Basic Principles

Show different ways to present statistical data.

This script is written in MATLAB or IPpython style, to show how best to use Python interactively. Note than in IPython, the show() commands are automatically generated. The examples contain:

  • scatter plots
  • histograms
  • KDE
  • errorbars
  • boxplots
  • probplots
  • cumulative density functions
  • regression fits

Author: thomas haslwanter, March-2015

Getting things ready

First, import the libraries that you are going to need.
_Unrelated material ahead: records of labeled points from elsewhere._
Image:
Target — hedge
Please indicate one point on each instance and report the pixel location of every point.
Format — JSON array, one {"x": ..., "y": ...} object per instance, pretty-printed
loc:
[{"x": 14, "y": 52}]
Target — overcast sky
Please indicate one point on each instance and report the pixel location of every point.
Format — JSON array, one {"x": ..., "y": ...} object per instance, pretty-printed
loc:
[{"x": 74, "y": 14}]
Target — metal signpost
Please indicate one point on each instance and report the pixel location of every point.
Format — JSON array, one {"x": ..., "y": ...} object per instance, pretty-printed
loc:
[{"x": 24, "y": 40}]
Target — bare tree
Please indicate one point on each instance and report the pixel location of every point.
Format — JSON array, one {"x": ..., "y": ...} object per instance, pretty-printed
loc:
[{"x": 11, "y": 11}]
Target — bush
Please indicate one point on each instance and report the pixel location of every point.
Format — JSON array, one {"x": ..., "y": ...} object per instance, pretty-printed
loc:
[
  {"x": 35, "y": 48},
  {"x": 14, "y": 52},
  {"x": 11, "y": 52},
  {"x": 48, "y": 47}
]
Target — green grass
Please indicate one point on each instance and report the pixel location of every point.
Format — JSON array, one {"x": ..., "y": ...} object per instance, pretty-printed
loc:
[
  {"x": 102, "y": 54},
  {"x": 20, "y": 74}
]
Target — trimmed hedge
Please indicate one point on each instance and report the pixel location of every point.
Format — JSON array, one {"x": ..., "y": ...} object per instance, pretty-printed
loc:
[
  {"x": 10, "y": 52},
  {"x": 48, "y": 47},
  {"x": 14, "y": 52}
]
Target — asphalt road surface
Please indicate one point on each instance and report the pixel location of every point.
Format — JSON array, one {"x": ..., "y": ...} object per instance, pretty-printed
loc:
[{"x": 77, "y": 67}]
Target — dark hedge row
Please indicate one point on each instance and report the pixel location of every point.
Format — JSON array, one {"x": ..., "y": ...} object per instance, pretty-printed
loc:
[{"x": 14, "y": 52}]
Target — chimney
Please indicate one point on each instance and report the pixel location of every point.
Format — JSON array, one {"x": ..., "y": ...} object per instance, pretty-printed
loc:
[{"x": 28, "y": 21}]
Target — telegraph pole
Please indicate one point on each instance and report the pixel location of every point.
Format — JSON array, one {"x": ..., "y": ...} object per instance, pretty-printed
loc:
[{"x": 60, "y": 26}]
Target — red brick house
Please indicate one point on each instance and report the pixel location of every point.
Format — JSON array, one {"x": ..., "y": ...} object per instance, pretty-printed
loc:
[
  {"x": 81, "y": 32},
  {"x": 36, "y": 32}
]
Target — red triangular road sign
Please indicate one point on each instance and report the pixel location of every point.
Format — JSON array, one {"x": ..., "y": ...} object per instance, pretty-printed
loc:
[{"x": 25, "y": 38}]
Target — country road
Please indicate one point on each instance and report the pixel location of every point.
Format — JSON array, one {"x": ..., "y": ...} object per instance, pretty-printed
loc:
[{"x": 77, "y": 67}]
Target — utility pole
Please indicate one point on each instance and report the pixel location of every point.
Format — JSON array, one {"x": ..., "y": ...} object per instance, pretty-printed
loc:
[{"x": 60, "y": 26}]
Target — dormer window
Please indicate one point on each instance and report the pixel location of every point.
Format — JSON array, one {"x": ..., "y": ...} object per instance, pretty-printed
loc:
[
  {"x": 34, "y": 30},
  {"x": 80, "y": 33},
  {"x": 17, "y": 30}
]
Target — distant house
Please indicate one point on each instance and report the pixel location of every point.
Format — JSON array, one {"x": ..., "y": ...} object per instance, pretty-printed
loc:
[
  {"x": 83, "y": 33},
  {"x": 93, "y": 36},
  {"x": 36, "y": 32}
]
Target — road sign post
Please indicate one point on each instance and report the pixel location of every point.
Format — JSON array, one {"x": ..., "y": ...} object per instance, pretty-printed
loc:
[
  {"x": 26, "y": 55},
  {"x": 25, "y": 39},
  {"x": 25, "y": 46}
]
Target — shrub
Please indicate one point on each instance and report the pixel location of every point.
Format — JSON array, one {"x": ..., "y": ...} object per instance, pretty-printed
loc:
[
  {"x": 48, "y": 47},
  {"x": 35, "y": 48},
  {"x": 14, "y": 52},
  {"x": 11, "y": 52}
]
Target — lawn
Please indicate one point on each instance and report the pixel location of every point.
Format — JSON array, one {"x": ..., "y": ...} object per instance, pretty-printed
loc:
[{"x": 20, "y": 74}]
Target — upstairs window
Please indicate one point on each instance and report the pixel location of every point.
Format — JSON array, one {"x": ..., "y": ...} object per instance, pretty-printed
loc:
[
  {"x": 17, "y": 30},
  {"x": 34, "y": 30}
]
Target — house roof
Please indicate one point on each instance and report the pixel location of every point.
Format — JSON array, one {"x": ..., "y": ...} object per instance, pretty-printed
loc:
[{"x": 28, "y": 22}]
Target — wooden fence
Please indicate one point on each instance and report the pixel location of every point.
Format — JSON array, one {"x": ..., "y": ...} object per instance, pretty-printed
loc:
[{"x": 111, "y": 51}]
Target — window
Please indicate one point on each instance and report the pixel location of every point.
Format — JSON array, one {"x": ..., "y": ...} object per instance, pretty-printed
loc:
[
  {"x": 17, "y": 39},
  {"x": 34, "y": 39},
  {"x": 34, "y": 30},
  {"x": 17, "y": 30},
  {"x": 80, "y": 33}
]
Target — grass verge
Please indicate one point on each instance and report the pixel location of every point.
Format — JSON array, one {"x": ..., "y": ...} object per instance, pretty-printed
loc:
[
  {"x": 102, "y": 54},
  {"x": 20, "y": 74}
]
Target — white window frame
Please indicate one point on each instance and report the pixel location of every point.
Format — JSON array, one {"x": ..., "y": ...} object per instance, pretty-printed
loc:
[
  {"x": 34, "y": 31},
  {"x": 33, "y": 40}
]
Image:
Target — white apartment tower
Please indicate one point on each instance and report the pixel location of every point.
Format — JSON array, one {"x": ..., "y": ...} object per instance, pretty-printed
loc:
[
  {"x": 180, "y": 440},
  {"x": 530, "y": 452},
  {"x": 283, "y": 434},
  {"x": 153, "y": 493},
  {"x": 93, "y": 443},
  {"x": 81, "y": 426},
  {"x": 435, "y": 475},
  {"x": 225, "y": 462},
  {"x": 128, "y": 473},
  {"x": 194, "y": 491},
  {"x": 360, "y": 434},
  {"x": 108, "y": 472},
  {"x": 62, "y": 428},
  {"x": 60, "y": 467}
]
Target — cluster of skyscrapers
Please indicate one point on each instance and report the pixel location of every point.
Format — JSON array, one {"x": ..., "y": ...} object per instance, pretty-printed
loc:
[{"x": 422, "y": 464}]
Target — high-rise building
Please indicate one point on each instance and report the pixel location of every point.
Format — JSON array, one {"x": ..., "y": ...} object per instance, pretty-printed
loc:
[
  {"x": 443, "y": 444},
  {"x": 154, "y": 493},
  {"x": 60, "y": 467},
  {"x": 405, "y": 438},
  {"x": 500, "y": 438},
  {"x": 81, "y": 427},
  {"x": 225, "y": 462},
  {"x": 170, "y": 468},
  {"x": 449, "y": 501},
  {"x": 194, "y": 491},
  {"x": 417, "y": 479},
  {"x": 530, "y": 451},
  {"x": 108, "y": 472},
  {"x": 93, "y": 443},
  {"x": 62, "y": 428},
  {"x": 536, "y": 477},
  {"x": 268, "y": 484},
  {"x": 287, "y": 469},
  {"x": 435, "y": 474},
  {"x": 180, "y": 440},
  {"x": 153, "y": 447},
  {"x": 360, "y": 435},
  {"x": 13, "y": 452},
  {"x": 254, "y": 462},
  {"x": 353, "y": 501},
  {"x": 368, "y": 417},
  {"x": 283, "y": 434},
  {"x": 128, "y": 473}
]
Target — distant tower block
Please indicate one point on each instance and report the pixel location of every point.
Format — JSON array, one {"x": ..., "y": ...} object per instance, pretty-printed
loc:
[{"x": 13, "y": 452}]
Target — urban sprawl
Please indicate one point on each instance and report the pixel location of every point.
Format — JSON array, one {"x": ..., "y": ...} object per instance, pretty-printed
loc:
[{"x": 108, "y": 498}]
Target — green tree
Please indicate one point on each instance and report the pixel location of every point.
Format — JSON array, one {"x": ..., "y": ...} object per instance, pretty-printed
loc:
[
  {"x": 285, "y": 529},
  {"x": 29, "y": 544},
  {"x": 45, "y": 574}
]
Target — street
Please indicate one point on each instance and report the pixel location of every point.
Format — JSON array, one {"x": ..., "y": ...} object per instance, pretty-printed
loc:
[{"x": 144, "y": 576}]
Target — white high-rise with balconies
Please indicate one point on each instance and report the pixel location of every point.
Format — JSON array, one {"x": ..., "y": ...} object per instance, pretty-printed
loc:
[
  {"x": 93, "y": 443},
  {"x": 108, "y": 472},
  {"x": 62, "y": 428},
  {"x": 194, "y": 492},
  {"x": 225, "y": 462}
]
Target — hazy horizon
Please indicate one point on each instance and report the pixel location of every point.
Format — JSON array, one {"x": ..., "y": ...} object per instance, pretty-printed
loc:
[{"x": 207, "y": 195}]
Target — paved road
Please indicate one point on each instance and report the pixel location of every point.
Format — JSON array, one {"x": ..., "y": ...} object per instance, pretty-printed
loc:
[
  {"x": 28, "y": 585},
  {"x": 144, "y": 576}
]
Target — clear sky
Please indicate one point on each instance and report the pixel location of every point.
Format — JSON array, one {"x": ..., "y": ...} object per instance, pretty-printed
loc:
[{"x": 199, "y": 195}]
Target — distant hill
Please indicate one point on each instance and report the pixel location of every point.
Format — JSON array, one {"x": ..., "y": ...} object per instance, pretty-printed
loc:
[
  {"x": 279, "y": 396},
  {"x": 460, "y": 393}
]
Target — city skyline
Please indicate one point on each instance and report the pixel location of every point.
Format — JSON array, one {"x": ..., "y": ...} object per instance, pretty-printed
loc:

You could also do that later, but it is better style to do that at the beginning. pylab imports the numpy, scipy, and matplotlib.pyplot libraries into the current environment

In [21]:
%pylab inline

import scipy.stats as stats
import seaborn as sns
sns.set_context('notebook')
sns.set_style('darkgrid')
Populating the interactive namespace from numpy and matplotlib
In [24]:
# Generate data that are normally distributed
x = randn(50)

Scatter plot

In [25]:
plot(x,'.')
title('Scatter Plot')
xlabel('X')
ylabel('Y')
draw()

Histogram

In [26]:
hist(x)
xlabel('Data Values')
ylabel('Frequency')
title('Histogram, default settings')
Out[26]:
<matplotlib.text.Text at 0x24320fd3550>
In [27]:
x = randn(1000)
In [29]:
hist(x,25)
xlabel('Data Values')
ylabel('Frequency')
title('Histogram, 25 bins')
Out[29]:
<matplotlib.text.Text at 0x2432172c978>

KDE

Kernel Density Estimation (KDE)

In [30]:
import seaborn as sns
sns.kdeplot(x)
xlabel('Data Values')
ylabel('Density')
Out[30]:
<matplotlib.text.Text at 0x243215c6e10>

Cumulative probability density

In [31]:
numbins = 20
cdf = stats.cumfreq(x,numbins)
plot(cdf[0])
xlabel('Data Values')
ylabel('Cumulative Frequency')
title('Cumulative probablity density function')
Out[31]:
<matplotlib.text.Text at 0x24320f4f9b0>

Boxplot

In [34]:
# The error bars indicate 1.5* the inter-quartile-range (IQR), and the box consists of the
# first, second (middle) and third quartile
boxplot(x, sym='o')
title('Boxplot')
ylabel('Values')
Out[34]:
<matplotlib.text.Text at 0x24320fe1550>
In [35]:
boxplot(x, vert=False, sym='*')
title('Boxplot, horizontal')
xlabel('Values')
Out[35]:
<matplotlib.text.Text at 0x24321737748>

Errorbars

In [10]:
x = arange(5)
y = x**2
errorBar = x/2
errorbar(x,y, yerr=errorBar, fmt='o', capsize=5, capthick=3)

plt.xlabel('Data Values')
plt.ylabel('Measurements')
plt.title('Errorbars')

xlim([-0.2, 4.2])
ylim([-0.2, 19])
Out[10]:
(-0.2, 19)

Check for Normality

In [36]:
# Visual check
x = randn(100)
_ = stats.probplot(x, plot=plt)
title('Probplot - check for normality')
Out[36]:
<matplotlib.text.Text at 0x24320df7438>

2D Plot

In [37]:
# Generate data
x = randn(200)
y = 10+0.5*x+randn(len(x))

# Scatter plot
scatter(x,y)
# This one is quite similar to "plot(x,y,'.')"
title('Scatter plot of data')
xlabel('X')
ylabel('Y')
Out[37]:
<matplotlib.text.Text at 0x24320e67dd8>

LineFit

In [14]:
M = vstack((ones(len(x)), x)).T
pars = linalg.lstsq(M,y)[0]
intercept = pars[0]
slope = pars[1]
scatter(x,y)
plot(x, intercept + slope*x, 'r')
show()